NEW YORK, April 9, 2013 /PRNewswire/ -- BNY Mellon, the global leader in investment management and investment services, today announced that its board of directors has approved a 15 percent increase in its quarterly common stock dividend, from $0.13 per share to $0.15 per share. This increased quarterly common stock dividend is payable on May 7, 2013 to shareholders of record as of the close of business on April 29, 2013.
The dividend increase and the previously announced common stock share repurchase of up to $1.35 billion were part of the company's 2013 capital plan submitted to the Federal Reserve.
"We are pleased that our business model generates significant capital and enables us to increase our dividend," said Gerald L. Hassell, BNY Mellon chairman and chief executive officer.
BNY Mellon also declared these preferred stock dividends for the dividend period ending in June 2013:
- $1,022.22 per share on the Series A Noncumulative Perpetual Preferred Stock, liquidation preference $100,000 per share (equivalent to approximately $10.22 per Normal Preferred Capital Security of Mellon Capital IV, each representing 1/100th interest in a share of Series A Preferred Stock), payable on June 20, 2013 to holders of record as of the close of business on June 5, 2013. All of the outstanding shares of the Series A Preferred Stock are owned by Mellon Capital IV, which will pass through the June dividend on the Series A Preferred Stock on a proportionate basis to the holders of record, as of the close of business on June 5, 2013, of its Normal Preferred Capital Securities.
- $1,300 per share on the Series C Noncumulative Perpetual Preferred Stock, liquidation preference $100,000 per share (equivalent to approximately $0.33 per depositary share, each representing a 1/4,000th interest in a share of the Series C Preferred Stock), payable on June 20, 2013 to holders of record as of the close of business on June 5, 2013. All of the outstanding shares of the Series C Preferred Stock are held by the depositary of the depositary shares, which will pass through the June dividend on the Series C Preferred Stock on a proportionate basis to the holders of record, as of the close of business on June 5, 2013, of the depositary shares.
BNY Mellon is a global investments company dedicated to helping its clients manage and service their financial assets throughout the investment lifecycle. Whether providing financial services for institutions, corporations or individual investors, BNY Mellon delivers informed investment management and investment services in 36 countries and more than 100 markets. As of December 31, 2012, BNY Mellon had $26.2 trillion in assets under custody and/or administration, and $1.4 trillion in assets under management. BNY Mellon can act as a single point of contact for clients looking to create, trade, hold, manage, service, distribute or restructure investments. BNY Mellon is the corporate brand of The Bank of New York Mellon Corporation (NYSE: BK).
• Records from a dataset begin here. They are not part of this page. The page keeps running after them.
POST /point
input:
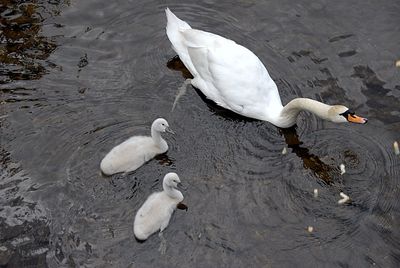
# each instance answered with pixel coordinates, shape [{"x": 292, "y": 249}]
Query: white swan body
[
  {"x": 137, "y": 150},
  {"x": 157, "y": 210},
  {"x": 234, "y": 77}
]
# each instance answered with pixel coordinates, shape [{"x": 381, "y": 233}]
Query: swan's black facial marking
[{"x": 348, "y": 113}]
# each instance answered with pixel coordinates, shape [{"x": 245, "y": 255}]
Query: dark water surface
[{"x": 78, "y": 77}]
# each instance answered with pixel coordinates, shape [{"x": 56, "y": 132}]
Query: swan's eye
[{"x": 347, "y": 113}]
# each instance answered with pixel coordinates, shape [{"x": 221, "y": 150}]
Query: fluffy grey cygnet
[{"x": 137, "y": 150}]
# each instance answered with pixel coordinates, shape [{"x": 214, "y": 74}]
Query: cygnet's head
[
  {"x": 160, "y": 125},
  {"x": 171, "y": 180},
  {"x": 341, "y": 114}
]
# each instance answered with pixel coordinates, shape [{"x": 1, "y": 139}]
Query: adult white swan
[
  {"x": 137, "y": 150},
  {"x": 234, "y": 78},
  {"x": 157, "y": 210}
]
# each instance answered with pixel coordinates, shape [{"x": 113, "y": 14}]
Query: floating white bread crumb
[
  {"x": 344, "y": 199},
  {"x": 396, "y": 148},
  {"x": 315, "y": 193},
  {"x": 342, "y": 169}
]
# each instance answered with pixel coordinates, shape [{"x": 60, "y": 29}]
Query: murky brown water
[{"x": 78, "y": 77}]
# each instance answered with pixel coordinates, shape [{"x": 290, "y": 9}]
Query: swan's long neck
[
  {"x": 291, "y": 110},
  {"x": 172, "y": 192},
  {"x": 158, "y": 140}
]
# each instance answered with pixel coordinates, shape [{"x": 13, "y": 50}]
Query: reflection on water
[
  {"x": 79, "y": 77},
  {"x": 24, "y": 49}
]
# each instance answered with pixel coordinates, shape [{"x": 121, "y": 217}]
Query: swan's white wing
[
  {"x": 230, "y": 74},
  {"x": 129, "y": 155}
]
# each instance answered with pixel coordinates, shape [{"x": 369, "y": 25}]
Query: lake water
[{"x": 79, "y": 77}]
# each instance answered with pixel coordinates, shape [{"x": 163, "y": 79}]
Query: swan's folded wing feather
[{"x": 235, "y": 78}]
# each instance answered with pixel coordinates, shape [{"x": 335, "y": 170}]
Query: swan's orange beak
[{"x": 356, "y": 119}]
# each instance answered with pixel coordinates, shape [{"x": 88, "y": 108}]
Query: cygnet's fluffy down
[
  {"x": 156, "y": 212},
  {"x": 134, "y": 152}
]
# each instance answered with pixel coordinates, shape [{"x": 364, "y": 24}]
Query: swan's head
[
  {"x": 171, "y": 180},
  {"x": 341, "y": 114},
  {"x": 161, "y": 125}
]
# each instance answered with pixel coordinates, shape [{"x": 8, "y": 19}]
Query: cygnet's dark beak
[
  {"x": 182, "y": 206},
  {"x": 180, "y": 186},
  {"x": 168, "y": 130},
  {"x": 356, "y": 119}
]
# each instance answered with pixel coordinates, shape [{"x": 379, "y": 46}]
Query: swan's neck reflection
[{"x": 310, "y": 161}]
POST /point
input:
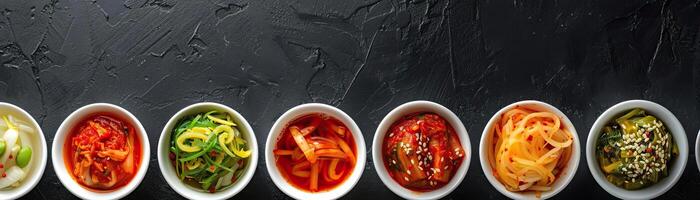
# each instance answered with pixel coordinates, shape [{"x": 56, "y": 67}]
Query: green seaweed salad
[
  {"x": 635, "y": 150},
  {"x": 208, "y": 151}
]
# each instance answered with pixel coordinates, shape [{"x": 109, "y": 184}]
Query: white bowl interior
[
  {"x": 169, "y": 171},
  {"x": 72, "y": 121},
  {"x": 678, "y": 165},
  {"x": 300, "y": 111},
  {"x": 398, "y": 113},
  {"x": 38, "y": 163},
  {"x": 564, "y": 178}
]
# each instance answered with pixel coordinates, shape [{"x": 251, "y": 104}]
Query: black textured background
[{"x": 262, "y": 57}]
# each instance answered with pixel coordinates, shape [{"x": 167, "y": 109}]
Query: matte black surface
[{"x": 263, "y": 57}]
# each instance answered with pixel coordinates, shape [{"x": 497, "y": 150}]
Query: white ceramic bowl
[
  {"x": 71, "y": 122},
  {"x": 302, "y": 110},
  {"x": 673, "y": 125},
  {"x": 166, "y": 166},
  {"x": 398, "y": 113},
  {"x": 564, "y": 178},
  {"x": 38, "y": 157}
]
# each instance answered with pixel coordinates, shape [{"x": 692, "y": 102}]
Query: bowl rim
[
  {"x": 28, "y": 185},
  {"x": 166, "y": 168},
  {"x": 412, "y": 107},
  {"x": 302, "y": 110},
  {"x": 669, "y": 119},
  {"x": 571, "y": 167},
  {"x": 697, "y": 150},
  {"x": 59, "y": 164}
]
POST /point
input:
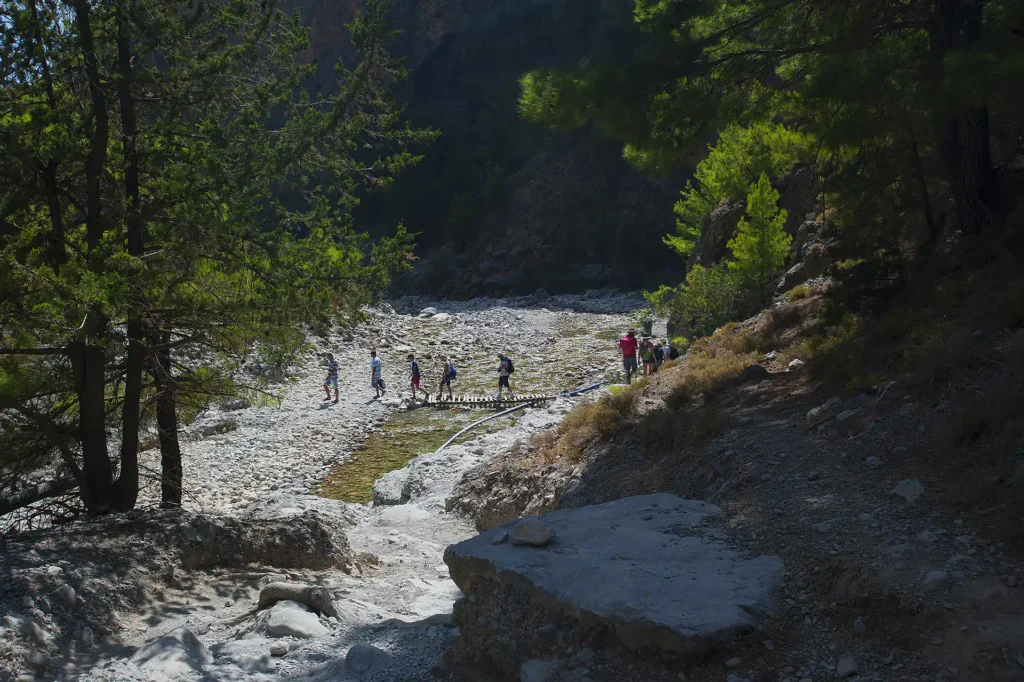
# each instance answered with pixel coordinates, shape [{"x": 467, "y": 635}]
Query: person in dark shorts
[
  {"x": 414, "y": 369},
  {"x": 628, "y": 346},
  {"x": 647, "y": 356},
  {"x": 503, "y": 376},
  {"x": 376, "y": 374},
  {"x": 332, "y": 378},
  {"x": 448, "y": 374}
]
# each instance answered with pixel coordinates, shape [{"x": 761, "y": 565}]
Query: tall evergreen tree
[
  {"x": 761, "y": 245},
  {"x": 171, "y": 184}
]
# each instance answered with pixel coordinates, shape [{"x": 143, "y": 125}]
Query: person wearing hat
[
  {"x": 503, "y": 376},
  {"x": 448, "y": 374},
  {"x": 628, "y": 345},
  {"x": 332, "y": 378},
  {"x": 414, "y": 369}
]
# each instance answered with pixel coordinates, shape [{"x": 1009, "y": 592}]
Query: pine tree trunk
[
  {"x": 89, "y": 366},
  {"x": 167, "y": 424},
  {"x": 100, "y": 131},
  {"x": 963, "y": 138},
  {"x": 128, "y": 478},
  {"x": 964, "y": 144}
]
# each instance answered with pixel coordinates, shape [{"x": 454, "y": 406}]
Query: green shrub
[
  {"x": 737, "y": 160},
  {"x": 799, "y": 292}
]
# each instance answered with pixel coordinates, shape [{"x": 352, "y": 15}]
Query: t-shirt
[{"x": 628, "y": 344}]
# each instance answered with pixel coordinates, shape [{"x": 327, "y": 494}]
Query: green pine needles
[{"x": 761, "y": 244}]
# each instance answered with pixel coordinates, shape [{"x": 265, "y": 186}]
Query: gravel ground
[{"x": 262, "y": 462}]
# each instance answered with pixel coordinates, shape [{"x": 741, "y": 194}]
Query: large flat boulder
[
  {"x": 176, "y": 654},
  {"x": 649, "y": 569},
  {"x": 290, "y": 619}
]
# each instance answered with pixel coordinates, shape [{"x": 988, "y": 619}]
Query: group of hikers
[
  {"x": 651, "y": 353},
  {"x": 505, "y": 370},
  {"x": 637, "y": 353}
]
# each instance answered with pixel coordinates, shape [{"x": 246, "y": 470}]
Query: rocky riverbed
[{"x": 118, "y": 612}]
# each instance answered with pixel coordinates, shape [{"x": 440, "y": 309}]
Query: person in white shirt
[
  {"x": 503, "y": 376},
  {"x": 376, "y": 379},
  {"x": 448, "y": 374}
]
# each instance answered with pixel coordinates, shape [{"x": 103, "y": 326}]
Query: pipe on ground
[{"x": 578, "y": 391}]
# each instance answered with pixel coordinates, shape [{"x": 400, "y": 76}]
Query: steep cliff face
[{"x": 502, "y": 205}]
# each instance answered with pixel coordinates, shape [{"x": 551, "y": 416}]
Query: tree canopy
[{"x": 170, "y": 183}]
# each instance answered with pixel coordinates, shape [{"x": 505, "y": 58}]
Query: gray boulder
[
  {"x": 639, "y": 566},
  {"x": 538, "y": 671},
  {"x": 712, "y": 246},
  {"x": 531, "y": 531},
  {"x": 64, "y": 595},
  {"x": 176, "y": 654},
  {"x": 290, "y": 619},
  {"x": 364, "y": 658},
  {"x": 909, "y": 489},
  {"x": 392, "y": 488},
  {"x": 755, "y": 373}
]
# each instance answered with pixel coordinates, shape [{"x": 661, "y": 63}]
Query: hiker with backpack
[
  {"x": 505, "y": 370},
  {"x": 376, "y": 374},
  {"x": 628, "y": 346},
  {"x": 647, "y": 356},
  {"x": 332, "y": 378},
  {"x": 414, "y": 369},
  {"x": 448, "y": 375}
]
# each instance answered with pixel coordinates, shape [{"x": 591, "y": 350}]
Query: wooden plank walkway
[{"x": 484, "y": 401}]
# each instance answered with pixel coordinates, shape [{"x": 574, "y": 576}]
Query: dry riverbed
[{"x": 274, "y": 463}]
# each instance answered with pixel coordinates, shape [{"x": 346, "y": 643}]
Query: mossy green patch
[{"x": 404, "y": 436}]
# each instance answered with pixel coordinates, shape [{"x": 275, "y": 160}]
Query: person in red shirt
[{"x": 628, "y": 344}]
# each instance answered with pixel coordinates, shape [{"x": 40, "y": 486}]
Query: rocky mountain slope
[
  {"x": 502, "y": 205},
  {"x": 894, "y": 506}
]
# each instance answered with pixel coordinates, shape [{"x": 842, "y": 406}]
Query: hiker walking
[
  {"x": 414, "y": 369},
  {"x": 448, "y": 374},
  {"x": 628, "y": 346},
  {"x": 332, "y": 378},
  {"x": 505, "y": 370},
  {"x": 647, "y": 356},
  {"x": 376, "y": 378}
]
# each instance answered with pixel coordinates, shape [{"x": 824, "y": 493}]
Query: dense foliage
[
  {"x": 761, "y": 245},
  {"x": 893, "y": 103},
  {"x": 169, "y": 185}
]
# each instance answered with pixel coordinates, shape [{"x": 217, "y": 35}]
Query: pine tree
[
  {"x": 168, "y": 184},
  {"x": 761, "y": 245}
]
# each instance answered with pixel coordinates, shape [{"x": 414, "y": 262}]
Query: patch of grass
[
  {"x": 706, "y": 372},
  {"x": 668, "y": 427},
  {"x": 589, "y": 422},
  {"x": 799, "y": 292},
  {"x": 406, "y": 435}
]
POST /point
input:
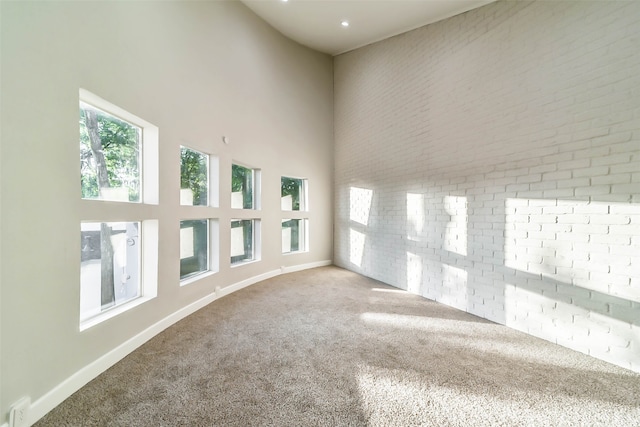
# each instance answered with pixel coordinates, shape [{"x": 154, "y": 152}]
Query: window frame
[
  {"x": 209, "y": 166},
  {"x": 302, "y": 194},
  {"x": 256, "y": 177},
  {"x": 255, "y": 242},
  {"x": 144, "y": 211},
  {"x": 303, "y": 235}
]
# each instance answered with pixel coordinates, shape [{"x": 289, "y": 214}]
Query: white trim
[
  {"x": 301, "y": 267},
  {"x": 66, "y": 388}
]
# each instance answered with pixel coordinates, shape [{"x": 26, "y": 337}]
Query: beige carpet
[{"x": 327, "y": 347}]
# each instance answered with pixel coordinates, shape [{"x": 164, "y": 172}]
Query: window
[
  {"x": 110, "y": 265},
  {"x": 119, "y": 245},
  {"x": 294, "y": 235},
  {"x": 244, "y": 240},
  {"x": 293, "y": 194},
  {"x": 110, "y": 151},
  {"x": 194, "y": 177},
  {"x": 194, "y": 247},
  {"x": 293, "y": 197},
  {"x": 244, "y": 187}
]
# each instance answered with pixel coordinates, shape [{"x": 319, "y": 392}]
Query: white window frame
[
  {"x": 212, "y": 251},
  {"x": 97, "y": 210}
]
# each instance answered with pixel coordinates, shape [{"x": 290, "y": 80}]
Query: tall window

Additional information is available on www.bnymellon.com, or follow us on Twitter @BNYMellon.
The information presented in this news release may contain forward-looking statements within the meaning of the Private Securities Litigation Reform Act of 1995. These statements, which may be expressed in a variety of ways, including the use of future or present tense language, relate to, among other things, BNY Mellon's dividends and share repurchase plans. These statements are based upon current beliefs and expectations and are subject to significant risks and uncertainties (some of which are beyond BNY Mellon's control). Factors that could cause BNY Mellon's results to differ materially can be found in the risk factors set forth in BNY Mellon's Annual Report on Form 10-K for the year ended December 31, 2012 and BNY Mellon's other filings with the Securities and Exchange Commission. All statements in this press release speak only as of April 9, 2013, and BNY Mellon undertakes no obligation to update any statement to reflect events or circumstances after April 9, 2013 or to reflect the occurrence of unanticipated events.